How do you visualise faith? To the Wachowskis, that answer is choice. Upon further viewing, it’s surprising to see just how many times choices are visualized throughout the film. But it asks the same question every time. Do you choose to escape and avoid the harsh reality of truth, or do you choose to confront and believe it. When all odds are against Thomas, he chooses to believe in himself. That’s when we witness a transformation, a moment in which a simple man becomes a hero. And when our faith for the hero is finally proven right, it feels well deserved. This stage, by the way, is actually called resurrection, where the hero is “purified and transformed “through the most dangerous meeting with death.”
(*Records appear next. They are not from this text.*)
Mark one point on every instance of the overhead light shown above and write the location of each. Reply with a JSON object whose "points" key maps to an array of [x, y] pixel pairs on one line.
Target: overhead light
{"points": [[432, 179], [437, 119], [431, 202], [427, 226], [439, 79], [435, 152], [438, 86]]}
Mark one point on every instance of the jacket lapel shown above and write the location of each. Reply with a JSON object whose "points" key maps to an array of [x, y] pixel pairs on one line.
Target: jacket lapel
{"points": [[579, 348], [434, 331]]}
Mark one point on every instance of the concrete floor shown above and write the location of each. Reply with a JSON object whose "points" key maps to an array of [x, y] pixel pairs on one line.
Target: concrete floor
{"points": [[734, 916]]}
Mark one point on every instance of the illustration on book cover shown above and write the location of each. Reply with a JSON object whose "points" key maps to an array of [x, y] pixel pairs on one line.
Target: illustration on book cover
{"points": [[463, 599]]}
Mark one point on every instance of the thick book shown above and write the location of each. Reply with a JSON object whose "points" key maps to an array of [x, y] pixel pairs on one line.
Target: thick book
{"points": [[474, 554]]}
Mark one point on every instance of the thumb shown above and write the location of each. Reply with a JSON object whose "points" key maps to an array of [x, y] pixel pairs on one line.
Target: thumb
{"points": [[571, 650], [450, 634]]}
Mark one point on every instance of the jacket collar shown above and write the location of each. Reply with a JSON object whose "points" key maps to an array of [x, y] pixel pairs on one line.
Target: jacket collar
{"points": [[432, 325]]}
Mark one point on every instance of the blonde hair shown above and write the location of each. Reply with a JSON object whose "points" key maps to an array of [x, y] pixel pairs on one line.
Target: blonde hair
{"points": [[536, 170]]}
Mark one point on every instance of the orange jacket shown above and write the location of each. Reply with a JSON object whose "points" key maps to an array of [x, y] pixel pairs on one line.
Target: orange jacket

And perhaps this is where a lot of superhero films today fall short. Most of them choose to follow a safe, proven formula that neither raises the stakes, nor truly tests our hero. We’re supposed to simply accept them as heroes without knowing why it is that they deserve it. It makes for an easy viewing, but also a highly predictable one. There are of course a few exceptions, most notably in films like The Dark Knight, or recently, Black Panther. But it seems that many still fail to understand why it is that we love superheroes so much. As much as we love watching our heroes fight and win, it’s the side of them that makes them human, their vulnerability, but still the willingness to fight against all odds, that keeps us coming back. Because it’s only after moments like these, after a truly harrowing journey, that a real hero is born.